Browsing by Author "Saada, Adam"

Sort by: Order: Results:

  • Saada, Adam (2018)
    Logistic regression has been the most common credit scoring model for several decades. The purpose of a credit scoring model is to distinguish good applicants from bad applicants so that the consumer credit can be lent to a person who is likely to repay it. In Finland, households' indebtedness has increased while wage development has stagnated. In addition to mortgage, indebtedness has increased because of the rising number of consumer credit loans. Consumer credit is usually unsecured loans, which are provided by several financial institutions quickly and flexible. Consumer credit is considered to be one of the major causes of default. Systematic risks are still being avoided for now, but the increased number of customers and the fierce competition in the sector can bring new risks that should be anticipated, as insolvent customers are making losses to financial institutions.
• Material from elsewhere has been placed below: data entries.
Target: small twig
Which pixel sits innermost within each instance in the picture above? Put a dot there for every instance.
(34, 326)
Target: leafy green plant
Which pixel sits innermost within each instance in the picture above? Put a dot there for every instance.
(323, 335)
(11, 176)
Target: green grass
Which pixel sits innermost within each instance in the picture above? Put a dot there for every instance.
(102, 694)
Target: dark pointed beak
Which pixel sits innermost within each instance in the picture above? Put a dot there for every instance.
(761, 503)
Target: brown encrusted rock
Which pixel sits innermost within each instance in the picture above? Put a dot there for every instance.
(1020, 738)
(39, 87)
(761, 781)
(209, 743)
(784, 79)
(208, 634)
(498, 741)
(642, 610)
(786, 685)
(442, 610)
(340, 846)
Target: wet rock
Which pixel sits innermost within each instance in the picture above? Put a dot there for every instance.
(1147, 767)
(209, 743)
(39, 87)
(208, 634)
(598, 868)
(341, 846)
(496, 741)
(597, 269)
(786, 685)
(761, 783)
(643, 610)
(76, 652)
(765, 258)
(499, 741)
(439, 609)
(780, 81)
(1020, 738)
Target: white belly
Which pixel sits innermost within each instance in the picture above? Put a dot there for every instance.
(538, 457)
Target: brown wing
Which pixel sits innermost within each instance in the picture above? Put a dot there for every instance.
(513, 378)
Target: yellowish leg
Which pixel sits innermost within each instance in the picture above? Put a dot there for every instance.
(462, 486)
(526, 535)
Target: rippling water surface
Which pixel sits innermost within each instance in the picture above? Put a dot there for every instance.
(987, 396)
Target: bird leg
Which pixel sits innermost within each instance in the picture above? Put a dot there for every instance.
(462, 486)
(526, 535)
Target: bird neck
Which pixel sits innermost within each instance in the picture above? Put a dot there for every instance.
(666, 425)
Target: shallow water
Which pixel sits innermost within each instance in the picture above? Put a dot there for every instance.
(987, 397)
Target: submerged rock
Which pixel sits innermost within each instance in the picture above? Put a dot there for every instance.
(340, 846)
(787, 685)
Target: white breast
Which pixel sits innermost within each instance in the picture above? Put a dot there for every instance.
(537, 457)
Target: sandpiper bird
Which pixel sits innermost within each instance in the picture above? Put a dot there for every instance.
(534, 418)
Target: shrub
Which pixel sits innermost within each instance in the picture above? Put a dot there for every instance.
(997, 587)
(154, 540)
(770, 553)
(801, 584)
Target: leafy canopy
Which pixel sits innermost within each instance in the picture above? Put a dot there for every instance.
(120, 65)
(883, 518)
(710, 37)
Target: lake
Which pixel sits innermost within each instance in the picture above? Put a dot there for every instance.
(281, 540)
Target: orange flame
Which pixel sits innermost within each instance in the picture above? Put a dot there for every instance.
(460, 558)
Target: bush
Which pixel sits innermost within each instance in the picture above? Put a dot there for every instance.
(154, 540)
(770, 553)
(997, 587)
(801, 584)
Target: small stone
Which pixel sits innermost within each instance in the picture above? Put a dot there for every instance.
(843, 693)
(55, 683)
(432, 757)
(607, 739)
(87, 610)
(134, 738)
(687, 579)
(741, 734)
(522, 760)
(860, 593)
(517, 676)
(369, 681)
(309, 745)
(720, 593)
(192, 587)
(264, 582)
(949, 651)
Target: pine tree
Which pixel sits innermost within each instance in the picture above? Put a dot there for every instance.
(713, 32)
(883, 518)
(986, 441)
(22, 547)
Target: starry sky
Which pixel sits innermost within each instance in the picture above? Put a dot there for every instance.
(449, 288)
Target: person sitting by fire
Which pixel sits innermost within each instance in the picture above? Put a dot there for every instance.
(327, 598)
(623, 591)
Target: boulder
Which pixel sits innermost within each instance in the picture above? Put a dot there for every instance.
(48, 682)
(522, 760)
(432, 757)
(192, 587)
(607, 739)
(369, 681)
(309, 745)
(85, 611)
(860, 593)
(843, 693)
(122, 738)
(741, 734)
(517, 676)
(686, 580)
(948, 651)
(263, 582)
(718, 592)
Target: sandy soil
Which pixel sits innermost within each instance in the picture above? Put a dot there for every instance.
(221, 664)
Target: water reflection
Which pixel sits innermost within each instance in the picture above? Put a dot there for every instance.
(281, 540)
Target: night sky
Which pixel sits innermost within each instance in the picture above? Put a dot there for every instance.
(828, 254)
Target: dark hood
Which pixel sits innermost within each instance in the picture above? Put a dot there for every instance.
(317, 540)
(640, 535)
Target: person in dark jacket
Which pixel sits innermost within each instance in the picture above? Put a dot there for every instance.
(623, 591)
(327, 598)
Developing and deploying new credit scoring models is one of the best ways to hedge against default risks. The prediction accuracy and performance of tree-based credit scoring models have been studied. In many cases, tree-based algorithms have performed better than traditional statistical models such as the earlier mentioned logistic regression. In this master's thesis classical logistic regression is compared to these tree-based algorithms. The most well-known tree-based algorithms have been chosen, which are random forest, discrete Adaboost, real Adaboost, LogitBoost, Gentle Adaboost and Gradient Boosting. These methods use the tree algorithm as the base learner but differ in their iterative processes. The data that has been gathered from a Finnish medium-sized financial company, consists of customer's personal information and their payment behavior of sales finance. It is important to compare how different models predict insolvency in the light of different test statistics. In this thesis, the best-performing models are logistic regression and the Gradient Boosting algorithm. From my research's point of view, it is recommended to develop a credit scoring model based on the Gradient Boosting algorithm. This algorithm discloses different explanatory variables compared to logistic regression. These variables can explain better the causes of insolvency. The results are robust and plausible, because the different tests give similar conclusions.